The content of the invention

Embodiments provide it is a kind of based on energy-optimised microblog users forwarding behavior prediction method, to solve Problems of the prior art.

It is a kind of to forward behavior prediction method, methods described to include based on energy-optimised microblog users：

According to the energy function that the information of user in social networkies is set up under the energy-optimised frameworks of MRF：

Wherein, E (Y) is the energy function；Y is forwarding behavior label sets；N is the number of users in microblogging social networkies Amount；D_T(y_i,u_i) for user u_iUser's forwarding behavior characteristicss tolerance to microblogging T, y_i∈ { 1,0 } represents user u_iMay be divided The forwarding behavior labelling being fitted on, and y_i∈Y；λ₁And λ₂For weight；N (i) is and user u_iThere is the sequence of direct concern relation user Number set；ψ_i,j·δ(y_i≠y_j) behavior restraint item is forwarded for user；ψ_i,jFor punishment amount；δ () is indicator function, and parameter is true When value 1, otherwise value 0；For user u_iThe set of correspondence τ-ego networks, parameter τ therein are used for controlling network τ-ego The yardstick of network,Priori energy term is forwarded for colony；

Using energy function E (Y) described in Graph Cuts Algorithm for Solving, the near-optimization of forwarding behavior label sets Y is obtained Solution, completes the prediction that user forwards behavior.

Preferably, user's forwarding behavior characteristicss tolerance D_T(y_i,u_i) expression formula be：

D_T(y_i,u_i)=| y_i-P(u_i,T)|

Wherein, P (u_i, T) and for user u_iProbability is forwarded to the local of microblogging T, the calculating process of local forwarding probability is：

Obtain user property feature, and the content and the feature related to content of microblog of microblogging T；

By in the user's forwarding behavior characteristicss vector including the user property feature and with content of microblog correlated characteristic Feature carries out standardization processing respectively, the user's forwarding behavior characteristicss vector after standardization processing is used as local forwarding general Rate P (u_i, T) calculating；

Known users u_iUser's forwarding behavior characteristicss vector after corresponding standardization is x_i, then to local forwarding probability P (u_i, T) calculating carry out according to below equation：

Wherein, w is characterized weight vectors, minimizes particular risk function by gradient descent algorithm in the present embodiment and obtains Take, i.e.,：

Wherein, w^*For the optimal value of w, l () is cross entropy loss function, and n is sample size, | | | |₂For L2 normal form canonicals Change item, λ₃To control the parameter of regularization intensity.

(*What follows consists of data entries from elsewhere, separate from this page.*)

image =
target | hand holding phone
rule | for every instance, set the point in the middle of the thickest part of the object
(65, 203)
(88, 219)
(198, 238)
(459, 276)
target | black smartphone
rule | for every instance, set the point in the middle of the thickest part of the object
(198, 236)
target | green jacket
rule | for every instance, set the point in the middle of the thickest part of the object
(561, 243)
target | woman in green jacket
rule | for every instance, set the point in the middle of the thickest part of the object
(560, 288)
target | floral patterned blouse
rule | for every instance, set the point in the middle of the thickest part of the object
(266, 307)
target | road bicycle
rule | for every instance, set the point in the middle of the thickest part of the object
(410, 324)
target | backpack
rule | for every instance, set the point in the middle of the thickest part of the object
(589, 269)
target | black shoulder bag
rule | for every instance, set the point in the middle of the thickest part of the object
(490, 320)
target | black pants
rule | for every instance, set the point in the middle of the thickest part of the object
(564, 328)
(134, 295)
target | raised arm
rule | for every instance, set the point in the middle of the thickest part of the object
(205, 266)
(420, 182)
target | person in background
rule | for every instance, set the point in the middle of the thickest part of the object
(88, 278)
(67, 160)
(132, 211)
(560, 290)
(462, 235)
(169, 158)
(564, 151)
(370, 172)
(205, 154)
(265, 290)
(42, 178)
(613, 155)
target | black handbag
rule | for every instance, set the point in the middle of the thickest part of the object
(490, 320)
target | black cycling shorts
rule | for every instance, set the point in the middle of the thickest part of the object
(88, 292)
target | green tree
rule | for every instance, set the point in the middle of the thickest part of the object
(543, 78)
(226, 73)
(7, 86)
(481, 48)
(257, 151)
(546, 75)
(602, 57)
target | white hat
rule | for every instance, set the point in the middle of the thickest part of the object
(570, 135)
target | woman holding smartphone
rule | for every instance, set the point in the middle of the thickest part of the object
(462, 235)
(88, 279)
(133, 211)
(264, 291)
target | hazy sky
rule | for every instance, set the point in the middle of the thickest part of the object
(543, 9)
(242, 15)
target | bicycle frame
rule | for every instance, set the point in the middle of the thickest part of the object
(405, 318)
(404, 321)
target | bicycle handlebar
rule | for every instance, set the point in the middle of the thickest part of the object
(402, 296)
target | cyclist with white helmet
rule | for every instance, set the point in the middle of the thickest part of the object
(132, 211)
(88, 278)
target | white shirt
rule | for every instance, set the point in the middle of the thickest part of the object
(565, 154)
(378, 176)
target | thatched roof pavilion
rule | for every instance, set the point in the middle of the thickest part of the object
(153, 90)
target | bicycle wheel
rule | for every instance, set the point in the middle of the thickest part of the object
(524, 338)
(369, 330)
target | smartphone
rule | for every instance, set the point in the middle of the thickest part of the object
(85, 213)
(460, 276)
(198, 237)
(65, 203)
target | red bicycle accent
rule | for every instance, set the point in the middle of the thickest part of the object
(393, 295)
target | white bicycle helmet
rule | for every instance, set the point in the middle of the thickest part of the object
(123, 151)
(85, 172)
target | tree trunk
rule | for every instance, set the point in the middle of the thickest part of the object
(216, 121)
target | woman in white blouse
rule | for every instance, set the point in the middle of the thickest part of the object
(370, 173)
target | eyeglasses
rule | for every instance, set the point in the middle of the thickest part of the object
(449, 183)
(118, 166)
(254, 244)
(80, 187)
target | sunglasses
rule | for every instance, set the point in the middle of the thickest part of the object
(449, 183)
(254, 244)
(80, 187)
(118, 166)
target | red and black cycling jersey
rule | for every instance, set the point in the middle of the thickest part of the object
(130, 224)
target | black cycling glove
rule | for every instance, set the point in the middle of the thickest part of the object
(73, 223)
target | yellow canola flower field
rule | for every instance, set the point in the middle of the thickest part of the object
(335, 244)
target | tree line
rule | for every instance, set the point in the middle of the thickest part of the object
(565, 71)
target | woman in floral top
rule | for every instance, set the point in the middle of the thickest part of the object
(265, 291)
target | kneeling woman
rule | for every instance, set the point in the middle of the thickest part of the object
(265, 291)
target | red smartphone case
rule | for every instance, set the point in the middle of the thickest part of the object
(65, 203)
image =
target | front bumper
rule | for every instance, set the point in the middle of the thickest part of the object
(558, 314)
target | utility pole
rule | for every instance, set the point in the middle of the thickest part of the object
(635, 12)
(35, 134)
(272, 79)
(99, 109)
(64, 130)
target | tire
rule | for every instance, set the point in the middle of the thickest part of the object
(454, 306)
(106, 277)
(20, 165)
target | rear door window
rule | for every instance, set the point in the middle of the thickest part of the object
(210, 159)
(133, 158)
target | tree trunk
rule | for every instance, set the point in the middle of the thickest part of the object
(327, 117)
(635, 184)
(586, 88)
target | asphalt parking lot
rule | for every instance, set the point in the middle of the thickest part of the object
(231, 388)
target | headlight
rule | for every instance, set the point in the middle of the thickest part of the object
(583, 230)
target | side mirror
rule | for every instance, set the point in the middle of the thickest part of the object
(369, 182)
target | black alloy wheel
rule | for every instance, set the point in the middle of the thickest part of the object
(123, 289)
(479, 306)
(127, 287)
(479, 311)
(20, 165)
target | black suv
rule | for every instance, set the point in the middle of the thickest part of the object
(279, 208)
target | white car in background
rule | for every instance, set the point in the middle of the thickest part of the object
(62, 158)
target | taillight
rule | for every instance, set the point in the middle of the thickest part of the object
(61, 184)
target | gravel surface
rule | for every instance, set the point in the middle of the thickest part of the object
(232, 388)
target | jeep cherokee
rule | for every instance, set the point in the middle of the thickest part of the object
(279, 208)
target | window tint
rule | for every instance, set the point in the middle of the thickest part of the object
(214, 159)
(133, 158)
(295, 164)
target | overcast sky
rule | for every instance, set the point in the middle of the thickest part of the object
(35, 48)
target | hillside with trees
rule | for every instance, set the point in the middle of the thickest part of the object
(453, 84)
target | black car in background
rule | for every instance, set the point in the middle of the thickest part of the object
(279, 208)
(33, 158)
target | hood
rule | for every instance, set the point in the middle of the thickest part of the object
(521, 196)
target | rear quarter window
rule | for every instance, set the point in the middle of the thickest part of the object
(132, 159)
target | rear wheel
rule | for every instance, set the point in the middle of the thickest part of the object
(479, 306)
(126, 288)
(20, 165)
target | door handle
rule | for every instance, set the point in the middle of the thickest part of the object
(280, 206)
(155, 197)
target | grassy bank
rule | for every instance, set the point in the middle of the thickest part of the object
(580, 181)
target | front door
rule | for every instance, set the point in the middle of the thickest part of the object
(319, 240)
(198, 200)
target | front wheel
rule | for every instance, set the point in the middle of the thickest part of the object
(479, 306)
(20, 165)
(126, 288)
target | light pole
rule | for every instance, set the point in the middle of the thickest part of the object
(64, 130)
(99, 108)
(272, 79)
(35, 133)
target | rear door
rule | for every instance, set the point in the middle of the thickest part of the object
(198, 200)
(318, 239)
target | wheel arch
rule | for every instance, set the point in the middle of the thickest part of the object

Preferably, by the user property feature selection be concern number of users, vermicelli number, whether certification, issuing microblog number, It is forwarded microblogging number, transmitting active degree this 6 features, the above this 6 feature direct access from microblog data；Will with microblogging in Hold related feature selection be the theme similarity, be forwarded number of times, content of microblog length, whether comprising URL, whether comprising@this 5 Individual feature.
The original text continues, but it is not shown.